A Picture Worth a Thousand Words
Scripture Reading: Jonah 1:15
So they picked up Jonah and hurled him into the sea, and the sea ceased from its raging.
Jonah has a typological element in it. We know this because Jesus pointed to Jonah being in the fish’s belly and then being delivered from it as the sign of His resurrection. Jonah’s experience was a picture or foreshadowing of the resurrection of Jesus.
It seems to me that there may be a typological use of Jonah’s being cast into the sea as well. If not a type in the theologically technical sense, it is at least a good biblical illustration of Christ’s death as a substitutionary sacrifice.

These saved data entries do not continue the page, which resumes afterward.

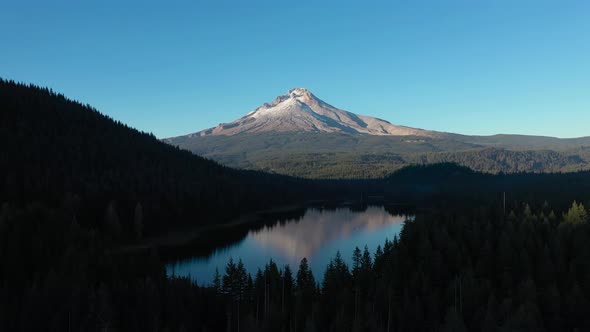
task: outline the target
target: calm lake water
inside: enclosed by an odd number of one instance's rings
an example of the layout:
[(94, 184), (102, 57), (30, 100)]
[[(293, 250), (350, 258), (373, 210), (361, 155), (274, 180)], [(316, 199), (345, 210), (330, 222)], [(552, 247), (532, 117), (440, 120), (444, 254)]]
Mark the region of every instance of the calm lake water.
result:
[(252, 276), (271, 258), (281, 268), (290, 265), (296, 274), (299, 262), (306, 257), (316, 280), (321, 280), (337, 251), (350, 266), (355, 247), (362, 250), (366, 245), (374, 254), (385, 239), (399, 234), (409, 218), (392, 215), (380, 206), (369, 206), (365, 211), (309, 208), (300, 219), (252, 230), (241, 241), (218, 248), (211, 255), (180, 260), (166, 269), (169, 276), (190, 276), (199, 284), (209, 284), (215, 268), (223, 275), (230, 257), (236, 262), (242, 259)]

There are interesting parallels between Jesus and Jonah. For example, Jonah is asleep in the boat with the mariners. When the storm comes upon them, he is unaware and has to be awakened by the seaman. Jesus was in a boat with his disciples. When the storm came he was still asleep and had to be awakened by the disciples.

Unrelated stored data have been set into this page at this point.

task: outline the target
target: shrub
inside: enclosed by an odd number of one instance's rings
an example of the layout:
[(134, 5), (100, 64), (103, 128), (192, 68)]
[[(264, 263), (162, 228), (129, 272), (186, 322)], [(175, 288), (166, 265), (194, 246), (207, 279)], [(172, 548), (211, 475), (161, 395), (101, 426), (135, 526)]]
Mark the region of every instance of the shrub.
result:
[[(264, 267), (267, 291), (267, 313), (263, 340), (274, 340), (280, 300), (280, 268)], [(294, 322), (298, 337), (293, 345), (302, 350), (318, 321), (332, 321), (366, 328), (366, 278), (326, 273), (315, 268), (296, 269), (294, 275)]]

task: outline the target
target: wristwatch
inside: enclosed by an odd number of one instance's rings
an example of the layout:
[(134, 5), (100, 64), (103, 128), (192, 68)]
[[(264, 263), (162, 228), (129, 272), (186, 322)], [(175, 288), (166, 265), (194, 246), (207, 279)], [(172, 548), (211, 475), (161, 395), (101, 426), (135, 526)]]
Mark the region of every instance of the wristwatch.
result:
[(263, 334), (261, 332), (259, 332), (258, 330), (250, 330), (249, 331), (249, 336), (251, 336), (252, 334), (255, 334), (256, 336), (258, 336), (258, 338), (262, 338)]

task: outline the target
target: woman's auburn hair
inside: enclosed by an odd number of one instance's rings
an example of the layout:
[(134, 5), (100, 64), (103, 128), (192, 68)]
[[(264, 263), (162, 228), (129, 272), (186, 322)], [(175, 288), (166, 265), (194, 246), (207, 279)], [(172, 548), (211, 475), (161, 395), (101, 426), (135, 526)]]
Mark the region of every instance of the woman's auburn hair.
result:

When it comes to verse 15, it is interesting that Jonah doesn’t throw himself overboard. The mariners pick him up and hurl him into the sea. The mariners, by the way, are gentiles. Jonah is a Jew. The sea is stirred up and threatening the lives of these men, not as a mere natural occurrence, this is the wrath of God coming upon them. And it is Jonah being thrown into that wrath to die that quiets the storm and saves the lives of the other men on the boat.
This is a wonderful type of illustration of what Christ has done. He was lifted up by the Gentiles and given over to die at their hands. When they cast Him into the sea of God’s wrath on the Cross, the storm of God’s wrath against man was stilled. Jesus became the substitute for us.
The sea of wrath has ceased its raging because Jesus let it all fall on Him in our stead.